Monday, December 31, 2012

Interesting Resource Regarding Jewish Views on Guns ...

I published my sermon on guns and violence here and wanted to follow up with an article which details different views on how the rabbis of old addressed issues similar to gun violence ... consider what the article says and make your own choice regarding how to respond.

And, as today is December 31st, may we each have a safe, healthy, and meaningful (secular) new year.   : )

Monday, December 24, 2012

I'm Struggling in the Aftermath of the Connecticut Tragedy ...

Sermon Delivered at Temple Israel of West Palm Beach on Friday, December 21, 2012 

Shabbat shalom.

I have been struggling this week … struggling to understand the pain of the Connecticut tragedy, and struggling to understand what lessons should come from it.
I have listened to clergy of other faiths talk about evil and sin in the world in response and I am shattered by the thought that this is the meaning taken from the event … because it is not as simple as “there is evil in the world” and "being a good person will eradicate evil."  We humans are much too complex to think these simple ideas will solve our problems.
I have been forwarded news articles and sermons regarding the tragedy.  I have read and I have sat in silence to contemplate … I have written … and I have cried ... and I am worried that I will too soon reach the point of being burned out from compassion fatigue.
As many of you know, I have chosen to be without cable since Yom Kippur and, last month, I even went on what I called a “Facebook Diet.”  Yes, I receive the Sunday paper each week and I have access to the Internet, and I listen to the news pretty much every day on this old-fashioned thing people used to call a “radio,” but I have intentionally been trying to reduce the amount of information I receive for a while now … because, frankly, the news is disturbing and overwhelming.
I say "disturbing" because there is gossip included in what we call "news," because the race to be first reporting something has trumped the ideal that whatever is reported should be double- and even triple-fact-checked … so perhaps we should change the name from "news" to something different … perhaps we should all sit down and watch the “6 O’clock Speculation.”   This is reckless.
Worse, sitting down to watch the news soon becomes repetitive, even though I gather my news from very limited sources ... and the problem is, hearing it over and over, and seeing it over and over ... this repetition can make us immune … but, in a weird way, thankfully immune, because, if we weren’t just a little bit immune, if our hearts weren’t hardened just a little, we couldn’t make it through the day.

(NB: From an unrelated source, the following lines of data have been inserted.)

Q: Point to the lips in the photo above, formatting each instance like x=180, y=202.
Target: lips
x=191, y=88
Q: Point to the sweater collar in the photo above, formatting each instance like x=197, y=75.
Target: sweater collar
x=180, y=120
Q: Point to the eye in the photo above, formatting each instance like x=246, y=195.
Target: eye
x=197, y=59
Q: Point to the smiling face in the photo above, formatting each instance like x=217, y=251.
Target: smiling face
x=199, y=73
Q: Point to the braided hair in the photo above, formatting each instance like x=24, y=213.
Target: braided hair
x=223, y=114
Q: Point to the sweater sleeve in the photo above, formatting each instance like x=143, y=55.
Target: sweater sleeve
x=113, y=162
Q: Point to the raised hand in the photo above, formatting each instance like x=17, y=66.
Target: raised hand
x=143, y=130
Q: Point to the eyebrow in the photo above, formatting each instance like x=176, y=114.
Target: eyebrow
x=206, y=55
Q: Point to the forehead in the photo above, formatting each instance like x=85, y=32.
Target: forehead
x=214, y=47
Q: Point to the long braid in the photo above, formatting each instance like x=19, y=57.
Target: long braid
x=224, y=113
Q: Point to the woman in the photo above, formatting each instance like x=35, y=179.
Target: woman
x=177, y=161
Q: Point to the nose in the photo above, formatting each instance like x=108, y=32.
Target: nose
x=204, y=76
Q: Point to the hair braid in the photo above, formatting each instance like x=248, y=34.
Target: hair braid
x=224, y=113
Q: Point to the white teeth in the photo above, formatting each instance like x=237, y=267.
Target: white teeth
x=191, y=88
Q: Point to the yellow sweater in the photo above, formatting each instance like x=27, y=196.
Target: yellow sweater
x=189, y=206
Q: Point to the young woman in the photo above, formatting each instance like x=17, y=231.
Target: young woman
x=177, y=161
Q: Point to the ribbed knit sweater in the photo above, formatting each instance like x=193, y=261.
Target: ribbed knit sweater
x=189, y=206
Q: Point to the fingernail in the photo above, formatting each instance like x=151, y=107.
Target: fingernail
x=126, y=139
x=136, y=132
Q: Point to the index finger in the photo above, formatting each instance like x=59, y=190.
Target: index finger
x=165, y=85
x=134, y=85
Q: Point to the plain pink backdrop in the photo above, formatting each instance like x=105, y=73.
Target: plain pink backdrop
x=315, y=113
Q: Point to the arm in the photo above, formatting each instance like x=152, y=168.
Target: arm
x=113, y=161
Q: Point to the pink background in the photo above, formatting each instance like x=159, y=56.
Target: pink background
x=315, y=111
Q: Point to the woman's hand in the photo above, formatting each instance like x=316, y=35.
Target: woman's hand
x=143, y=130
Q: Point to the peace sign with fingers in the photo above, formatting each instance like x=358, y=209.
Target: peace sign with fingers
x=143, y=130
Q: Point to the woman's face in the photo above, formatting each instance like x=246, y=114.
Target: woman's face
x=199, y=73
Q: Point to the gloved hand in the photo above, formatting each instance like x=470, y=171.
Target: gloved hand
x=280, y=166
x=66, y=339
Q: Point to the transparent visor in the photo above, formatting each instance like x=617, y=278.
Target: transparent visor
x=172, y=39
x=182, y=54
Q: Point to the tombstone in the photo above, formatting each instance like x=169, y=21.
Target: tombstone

            I hear about the prayer vigils that have been occurring around the country and, again, I am disturbed … I am not disturbed by the well-meaning people who come together to express their faith and support for the victims, but disturbed because I am concerned that this is where their actions will end. 
I am concerned that people will believe that their prayers are sufficient to heal this broken world.
I am concerned that their hearts will somehow be relieved of the burden and responsibility we all share to ensure that this does not happen again.
I am concerned that, once the victims are finally all buried, since the gunman is dead and there won’t be a trial, I am concerned that we will just all "move on" without the urgency of making sure it never happens again … just like when we moved on after Columbine, even though we talked about the shooters being outsiders and mentally ill … just like when we moved on after Gabrielle Giffords was shot and 6 people were killed by 22-year-old Jared Loughner … just like when we moved on after the theater shooting in Colorado, just 5 months ago, where 12 people were killed and 58 people were injured … just like when we moved on until last Friday when 20 children and 7 adults died.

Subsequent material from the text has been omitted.